Al Raine’s still kind of keen on getting Aspen to take a second look. Aspen decides to bite after consulting with Hugh. Hugh has to make an agonizing choice: Go with Aspen, who he’s working for, or go with Paul.

On Oct. 12, 1978, the province awards the development rights to Fortress, the entity Hugh and Aspen bid through. 

Consider for a moment: On Oct. 18 that year, the prime lending rate was 11%. That is not a typo. A year later it was 13.75%. When Blackcomb opened in 1980 it was 14.5%, and by the time it wrapped up its first season it was pushing 20% and kept going up until the next season opened.

Aspen, owned by 20th Century Fox, had deep pockets, still awash with cash after 1977’s Star Wars phenomena. It is an unanswerable question whether the financial partners Hugh and Paul put together would have survived the market conditions that nearly bankrupted Whistler Village.

But the winning bid did survive. Blackcomb, a 97-pound weakling compared to Whistler across the valley, opened for business in 1980... and stayed in business.

Unable to compete on terrain, Hugh and his talented team focused on high-touch personal service, better food, a huge desire to make the total experience one that left guests feeling pampered. It worked.

The mountain increased visits yearly and developed a core of Blackcomb-only skiers.

Hugh trusted his employees. When Peter Xhignesse suggested developing what became 7th Heaven, a slope no ski-area owner would imagine feasible, Hugh took the chance, light-fingered an unused T-Bar from Fortress and eclipsed Whistler as the Mile High Mountain.

Success followed success: Bringing Intrawest to the table when Aspen wanted out, bringing Nippon Cable in as a partner, opening new lifts almost every season and finally, purchasing Whistler Mountain. So many astute moves to create the gorilla.

Joining Hugh as Whistler’s latest Freedom of the Municipality recipients is former Mayor Nancy Wilhelm-Morden, herself no slouch in the amazing story, multi-faceted accomplishment department.

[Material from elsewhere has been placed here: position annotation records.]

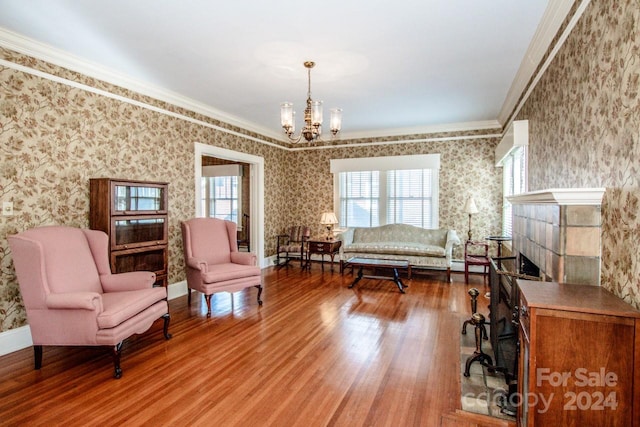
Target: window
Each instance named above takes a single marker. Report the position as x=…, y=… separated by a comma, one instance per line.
x=387, y=190
x=514, y=182
x=221, y=192
x=511, y=154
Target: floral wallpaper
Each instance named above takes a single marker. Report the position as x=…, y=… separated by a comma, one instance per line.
x=584, y=125
x=55, y=136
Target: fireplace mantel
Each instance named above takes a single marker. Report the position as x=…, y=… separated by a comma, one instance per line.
x=560, y=196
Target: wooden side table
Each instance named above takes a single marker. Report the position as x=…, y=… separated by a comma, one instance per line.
x=323, y=247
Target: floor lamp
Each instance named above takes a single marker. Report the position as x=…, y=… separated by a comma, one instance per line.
x=470, y=208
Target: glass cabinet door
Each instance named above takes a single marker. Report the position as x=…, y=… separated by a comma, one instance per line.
x=138, y=198
x=135, y=231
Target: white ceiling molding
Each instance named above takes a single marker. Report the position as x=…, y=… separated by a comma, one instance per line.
x=560, y=196
x=516, y=135
x=553, y=17
x=449, y=127
x=222, y=170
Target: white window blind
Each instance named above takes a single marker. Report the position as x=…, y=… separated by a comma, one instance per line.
x=514, y=182
x=409, y=197
x=221, y=197
x=387, y=190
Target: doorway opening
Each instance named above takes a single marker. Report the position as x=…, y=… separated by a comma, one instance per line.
x=253, y=205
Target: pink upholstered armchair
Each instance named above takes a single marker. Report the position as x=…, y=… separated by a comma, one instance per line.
x=212, y=261
x=72, y=298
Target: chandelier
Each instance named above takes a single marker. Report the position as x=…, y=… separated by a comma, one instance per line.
x=312, y=116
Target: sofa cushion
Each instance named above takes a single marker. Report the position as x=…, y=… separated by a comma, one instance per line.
x=397, y=248
x=401, y=233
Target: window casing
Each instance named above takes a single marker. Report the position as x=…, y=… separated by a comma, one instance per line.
x=221, y=197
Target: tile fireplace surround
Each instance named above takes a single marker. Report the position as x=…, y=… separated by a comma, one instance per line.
x=559, y=230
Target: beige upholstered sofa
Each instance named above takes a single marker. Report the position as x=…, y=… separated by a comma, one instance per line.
x=423, y=248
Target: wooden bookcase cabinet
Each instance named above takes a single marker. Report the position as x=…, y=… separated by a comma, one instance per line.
x=135, y=216
x=579, y=357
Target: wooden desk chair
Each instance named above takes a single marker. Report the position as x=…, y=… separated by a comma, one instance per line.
x=476, y=253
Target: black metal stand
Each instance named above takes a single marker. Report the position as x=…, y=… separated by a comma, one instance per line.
x=478, y=355
x=473, y=292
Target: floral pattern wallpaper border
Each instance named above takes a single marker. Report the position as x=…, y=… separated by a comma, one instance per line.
x=584, y=130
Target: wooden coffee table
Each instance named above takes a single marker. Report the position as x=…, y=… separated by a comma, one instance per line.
x=375, y=263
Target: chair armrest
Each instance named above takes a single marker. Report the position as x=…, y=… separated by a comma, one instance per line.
x=197, y=263
x=346, y=236
x=130, y=281
x=243, y=258
x=75, y=300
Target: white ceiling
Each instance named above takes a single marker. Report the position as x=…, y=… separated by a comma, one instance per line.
x=392, y=66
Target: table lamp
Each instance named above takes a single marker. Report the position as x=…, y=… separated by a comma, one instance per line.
x=470, y=208
x=329, y=219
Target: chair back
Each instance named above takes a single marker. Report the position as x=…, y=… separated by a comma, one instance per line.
x=476, y=249
x=209, y=239
x=53, y=259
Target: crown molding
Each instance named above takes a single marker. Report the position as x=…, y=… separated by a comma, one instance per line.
x=553, y=17
x=420, y=130
x=560, y=196
x=47, y=53
x=30, y=47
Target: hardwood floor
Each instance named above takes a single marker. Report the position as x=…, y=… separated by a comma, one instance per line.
x=316, y=354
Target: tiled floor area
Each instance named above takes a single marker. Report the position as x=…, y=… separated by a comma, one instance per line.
x=482, y=391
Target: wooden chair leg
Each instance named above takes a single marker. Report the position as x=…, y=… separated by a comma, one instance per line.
x=165, y=328
x=259, y=293
x=116, y=351
x=37, y=356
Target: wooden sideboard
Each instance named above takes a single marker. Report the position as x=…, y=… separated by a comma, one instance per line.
x=579, y=357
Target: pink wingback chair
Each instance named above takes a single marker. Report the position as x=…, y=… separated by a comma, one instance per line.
x=72, y=298
x=212, y=261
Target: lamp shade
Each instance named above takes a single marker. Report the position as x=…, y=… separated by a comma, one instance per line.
x=286, y=114
x=328, y=218
x=470, y=207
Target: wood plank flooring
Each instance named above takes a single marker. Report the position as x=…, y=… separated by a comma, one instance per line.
x=315, y=354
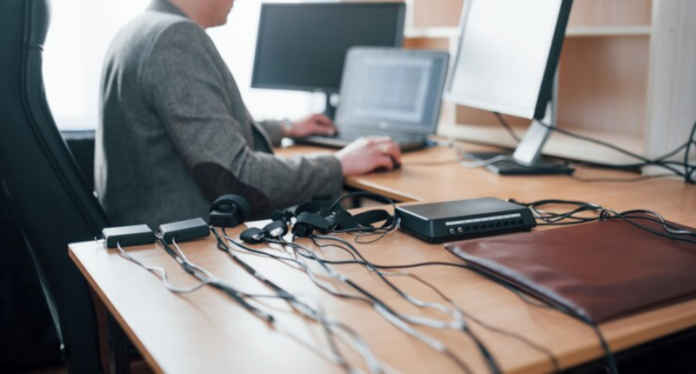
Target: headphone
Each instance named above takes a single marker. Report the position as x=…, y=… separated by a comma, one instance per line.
x=229, y=211
x=324, y=217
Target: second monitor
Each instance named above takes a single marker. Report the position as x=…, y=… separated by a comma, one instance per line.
x=303, y=46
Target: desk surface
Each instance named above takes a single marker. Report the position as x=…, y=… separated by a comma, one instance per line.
x=207, y=332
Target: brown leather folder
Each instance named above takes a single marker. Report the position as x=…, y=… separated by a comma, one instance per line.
x=601, y=270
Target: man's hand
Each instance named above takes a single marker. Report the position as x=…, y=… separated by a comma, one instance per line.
x=315, y=124
x=367, y=154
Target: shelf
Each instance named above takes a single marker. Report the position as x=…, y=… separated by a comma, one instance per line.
x=558, y=144
x=432, y=32
x=453, y=32
x=609, y=31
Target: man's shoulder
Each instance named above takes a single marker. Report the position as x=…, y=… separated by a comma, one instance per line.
x=143, y=33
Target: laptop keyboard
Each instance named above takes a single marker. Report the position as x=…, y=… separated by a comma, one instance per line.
x=345, y=137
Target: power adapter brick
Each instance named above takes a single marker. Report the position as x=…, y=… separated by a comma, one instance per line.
x=128, y=236
x=184, y=230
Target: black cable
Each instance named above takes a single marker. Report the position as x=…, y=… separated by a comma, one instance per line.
x=646, y=161
x=297, y=304
x=689, y=169
x=484, y=351
x=557, y=219
x=233, y=293
x=371, y=299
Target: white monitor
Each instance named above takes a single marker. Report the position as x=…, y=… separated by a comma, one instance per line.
x=507, y=55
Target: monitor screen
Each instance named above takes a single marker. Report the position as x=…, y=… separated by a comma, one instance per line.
x=393, y=89
x=303, y=46
x=507, y=56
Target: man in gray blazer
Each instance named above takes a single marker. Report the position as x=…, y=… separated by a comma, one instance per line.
x=175, y=133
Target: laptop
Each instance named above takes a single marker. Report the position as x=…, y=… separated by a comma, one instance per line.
x=388, y=92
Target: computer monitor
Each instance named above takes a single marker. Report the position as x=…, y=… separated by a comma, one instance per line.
x=303, y=46
x=506, y=62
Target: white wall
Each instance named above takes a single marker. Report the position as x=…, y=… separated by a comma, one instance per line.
x=81, y=31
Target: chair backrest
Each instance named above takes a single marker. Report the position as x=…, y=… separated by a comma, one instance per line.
x=53, y=202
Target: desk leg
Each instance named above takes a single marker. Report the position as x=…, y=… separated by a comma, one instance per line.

From squatter to lawyer to councillor to mayor, Nancy has actively taken steps to enrich Whistler.

It wasn’t even Whistler when, as an 18-year-old, she arrived at Alta Lake. After doing the housing shuffle—always a challenge—she and partner Ted squatted along Crabapple Creek. As she said, no hydro, no toilet, no shower. But she studied by lamplight, finished uni and became a lawyer.

Nancy helped shape the community with multiple stints as an elected councillor and two terms as mayor. Among the achievements she holds most dear are preserving the Emerald Forest from development, helping to found the Community Foundation of Whistler—now the Whistler Community Foundation—and smoothing the way for the establishment of the Audain Art Museum.

My own favourite Nancy moment was watching her wield her skill as a lawyer and her way with words as she verbally eviscerated the spokesman for Larco’s unsuccessful bid to rezone the property below its hotel. Priceless.

Freedom of the Municipality is the highest honour Whistler can bestow on someone. Hugh and Nancy are only the 15th and 16th people to be so honoured since the creation of the Resort Municipality of Whistler. They are both, in the true sense of the word, pioneers in the incredible experiment that has seen this town go from zero to mind-boggling in the brief span of 64 years.

I’m honoured to call them both friend.